Can I get a short break?
To be eligible, the child or young person must have a physical or mental impairment that is substantial and permanent, where:
- Substantial means considerable or significant factors that are life changing or limiting, and likely to involve risk and dependency; and
- Permanent means existing indefinitely and unlikely to improve (allowing for the episodic / intermittent nature of some conditions)
The Short Breaks Team cannot accept applications for children under the age of five as the expectation is that they should be receiving their universal Early Years Funding (available from age two for children in receipt of DLA) and also support from Children’s Centre’s who are commissioned to provide services to that age group.
If a child under five has exceptional needs they would need to be referred by a professional to MASH on an NSCB1 form clearly explaining why it was felt they had exceptional needs. If appropriate they would then be referred to one of the specialist Children with Disabilities social work teams for a holistic social work assessment of the child and family’s needs. This would still not be an automatic right to access short breaks as many services do not provide for under fives.

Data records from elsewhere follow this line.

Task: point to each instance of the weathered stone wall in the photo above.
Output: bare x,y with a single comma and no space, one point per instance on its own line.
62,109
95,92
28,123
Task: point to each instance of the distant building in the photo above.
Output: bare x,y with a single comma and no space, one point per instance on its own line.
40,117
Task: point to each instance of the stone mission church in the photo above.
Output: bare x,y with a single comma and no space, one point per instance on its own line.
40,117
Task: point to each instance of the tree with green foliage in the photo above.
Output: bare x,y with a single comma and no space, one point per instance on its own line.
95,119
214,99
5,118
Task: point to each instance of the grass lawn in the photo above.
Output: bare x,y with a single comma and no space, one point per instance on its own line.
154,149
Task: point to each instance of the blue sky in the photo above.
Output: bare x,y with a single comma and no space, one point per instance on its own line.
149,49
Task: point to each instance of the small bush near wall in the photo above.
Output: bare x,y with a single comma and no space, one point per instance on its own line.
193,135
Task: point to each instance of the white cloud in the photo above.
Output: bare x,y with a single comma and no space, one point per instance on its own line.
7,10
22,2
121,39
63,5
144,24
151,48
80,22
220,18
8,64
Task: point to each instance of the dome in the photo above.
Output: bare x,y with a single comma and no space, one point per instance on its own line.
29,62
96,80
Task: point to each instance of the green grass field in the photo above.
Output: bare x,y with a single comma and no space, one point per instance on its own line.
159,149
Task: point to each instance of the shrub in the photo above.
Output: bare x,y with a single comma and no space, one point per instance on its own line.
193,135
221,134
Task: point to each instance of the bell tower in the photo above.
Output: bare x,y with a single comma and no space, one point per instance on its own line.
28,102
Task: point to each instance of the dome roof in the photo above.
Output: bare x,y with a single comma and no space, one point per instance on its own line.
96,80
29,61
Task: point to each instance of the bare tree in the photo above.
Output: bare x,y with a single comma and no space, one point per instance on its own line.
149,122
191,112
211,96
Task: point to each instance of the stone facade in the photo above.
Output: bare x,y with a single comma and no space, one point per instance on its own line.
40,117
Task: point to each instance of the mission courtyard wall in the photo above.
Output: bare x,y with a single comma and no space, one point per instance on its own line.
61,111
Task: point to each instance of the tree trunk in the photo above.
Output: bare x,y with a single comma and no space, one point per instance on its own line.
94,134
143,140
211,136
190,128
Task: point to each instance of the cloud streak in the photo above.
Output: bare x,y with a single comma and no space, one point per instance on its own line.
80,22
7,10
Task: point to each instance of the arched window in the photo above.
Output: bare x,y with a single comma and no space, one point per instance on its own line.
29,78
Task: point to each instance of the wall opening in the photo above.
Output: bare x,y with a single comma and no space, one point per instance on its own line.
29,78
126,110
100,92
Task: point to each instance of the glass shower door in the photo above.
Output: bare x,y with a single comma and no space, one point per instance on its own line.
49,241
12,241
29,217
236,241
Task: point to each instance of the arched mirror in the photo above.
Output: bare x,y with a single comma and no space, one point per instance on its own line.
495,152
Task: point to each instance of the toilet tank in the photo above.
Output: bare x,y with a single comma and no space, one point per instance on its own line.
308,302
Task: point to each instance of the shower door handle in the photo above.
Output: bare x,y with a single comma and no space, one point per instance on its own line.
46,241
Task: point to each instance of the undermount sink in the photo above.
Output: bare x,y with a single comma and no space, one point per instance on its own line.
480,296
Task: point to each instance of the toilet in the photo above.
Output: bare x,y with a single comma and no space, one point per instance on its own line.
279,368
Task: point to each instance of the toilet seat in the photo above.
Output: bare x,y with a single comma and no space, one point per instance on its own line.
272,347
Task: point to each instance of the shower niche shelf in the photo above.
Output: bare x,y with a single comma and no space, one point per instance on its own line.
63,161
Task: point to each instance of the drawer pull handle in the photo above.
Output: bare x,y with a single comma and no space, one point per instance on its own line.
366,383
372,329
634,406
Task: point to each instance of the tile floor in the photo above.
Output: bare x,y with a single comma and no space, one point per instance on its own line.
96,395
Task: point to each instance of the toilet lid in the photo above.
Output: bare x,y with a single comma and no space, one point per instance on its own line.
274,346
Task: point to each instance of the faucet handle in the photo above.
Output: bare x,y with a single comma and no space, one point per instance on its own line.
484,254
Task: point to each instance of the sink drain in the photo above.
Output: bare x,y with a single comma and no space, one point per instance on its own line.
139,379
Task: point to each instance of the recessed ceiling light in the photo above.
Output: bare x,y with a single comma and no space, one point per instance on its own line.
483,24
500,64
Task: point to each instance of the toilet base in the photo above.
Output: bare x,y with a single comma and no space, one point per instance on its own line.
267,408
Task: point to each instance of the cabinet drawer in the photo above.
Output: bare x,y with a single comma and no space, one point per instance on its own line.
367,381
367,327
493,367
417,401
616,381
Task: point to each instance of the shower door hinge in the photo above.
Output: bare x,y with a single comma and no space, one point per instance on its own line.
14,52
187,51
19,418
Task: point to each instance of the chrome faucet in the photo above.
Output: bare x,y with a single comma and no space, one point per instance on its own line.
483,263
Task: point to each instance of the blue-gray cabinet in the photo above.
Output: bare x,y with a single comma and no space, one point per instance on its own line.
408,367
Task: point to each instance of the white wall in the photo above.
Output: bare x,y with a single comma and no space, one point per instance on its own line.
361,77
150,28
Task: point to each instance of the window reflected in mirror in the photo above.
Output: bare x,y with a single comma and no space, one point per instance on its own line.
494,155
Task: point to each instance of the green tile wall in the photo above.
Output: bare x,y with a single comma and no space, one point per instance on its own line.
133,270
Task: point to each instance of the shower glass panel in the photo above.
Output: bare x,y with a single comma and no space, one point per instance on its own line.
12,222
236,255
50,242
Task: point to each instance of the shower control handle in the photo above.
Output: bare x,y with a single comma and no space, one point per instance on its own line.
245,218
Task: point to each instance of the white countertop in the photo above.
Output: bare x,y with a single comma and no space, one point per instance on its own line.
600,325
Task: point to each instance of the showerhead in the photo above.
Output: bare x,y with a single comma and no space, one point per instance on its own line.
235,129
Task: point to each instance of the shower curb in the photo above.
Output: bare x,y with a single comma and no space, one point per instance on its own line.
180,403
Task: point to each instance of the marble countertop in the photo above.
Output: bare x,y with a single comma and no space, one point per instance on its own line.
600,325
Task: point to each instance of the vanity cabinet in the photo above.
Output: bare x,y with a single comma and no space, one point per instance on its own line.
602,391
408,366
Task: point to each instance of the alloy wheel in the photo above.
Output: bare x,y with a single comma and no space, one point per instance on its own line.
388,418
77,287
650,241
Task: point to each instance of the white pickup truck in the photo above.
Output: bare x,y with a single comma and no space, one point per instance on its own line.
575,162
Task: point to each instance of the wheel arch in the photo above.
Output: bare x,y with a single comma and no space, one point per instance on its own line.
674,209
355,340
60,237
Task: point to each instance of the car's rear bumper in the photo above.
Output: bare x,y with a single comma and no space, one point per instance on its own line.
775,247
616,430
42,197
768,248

In Norfolk we use a Resource Allocation System (RAS) which is a strength based assessment tool that identifies the barriers to disabled children accessing everyday opportunities. If a child or young person over the age of five scores 70 or above on a Resource Allocation Questionnaire it is likely that they will have some eligibility to an indicative individual budget.
Resource Allocation System (RAS)
The Resource Allocation System (RAS) questionnaire calculates a disabled child's or young person's individual budget for play and leisure activities and support to unpaid carers of disabled children. These individual budgets are not to pay for health or educational services.
The RAS questionnaire enables the local authority to ensure disabled children and their carers receive fair and equal resources.
In the sections below, you can find out more about the RAS questionnaire and what the financial banding for disabled children look like.
It is a tool that helps to determine the level of support disabled children and young people require on a day to day basis. This will give an indicative level of funding for a disabled child to support their needs in the home and in the community.
Each disabled child in a household will have a separate RAS questionnaire if there is more than one child with disabilities in a family.
The RAS questionnaire is evidence based and works out the level of support needed on a day to day basis. When a social worker or the Short Breaks Team use it, they will refer to evidence provided through health and education reports as well as their own observations and assessment. Children who score in the higher ranges are more likely to need more specialist provision.
Two RAS questionnaires are being used, one for primary and one for secondary children.
The RAS questionnaire gives a score which determines the funding band for a disabled child or young person. This then gives a disabled child or young person their ‘individual budget’. Scoring tables shows the indicative financial bandings that disabled children could be awarded
If disabled children have exceptional home circumstances or are in receipt of continuing healthcare some ‘individual budgets’ may be allocated to support them before they start school. These needs will be assessed through a social work assessment or through health’s continuing care assessment. Referrals for children under five to Children’s Services must be made using form NSCB1, by a professional to MASH (Multi Agency Safeguarding Hub).
It is important to know that the indicative ‘individual budget’ amount is not an entitlement. Disabled children will receive budgets in line with their needs and the identified outcomes they want to achieve. Consideration will be given to how well families are supported, within their extended family networks or by their local community. For example:
- If a child has an identified need to meet with peers, we will not provide a 1:1 support session for a walk in the countryside, as this will not meet the child’s identified outcomes.
- If a child has identified needs to maintain good physical health through the provision of a sporting activity, we will not be supporting the young person to go to the cinema.
Once an ‘individual budget’ has been agreed, it can either be held by the council, a parent carer or a combination of the two.
It is important to note that the costs for a disabled child or young person are the same regardless of who purchases the service.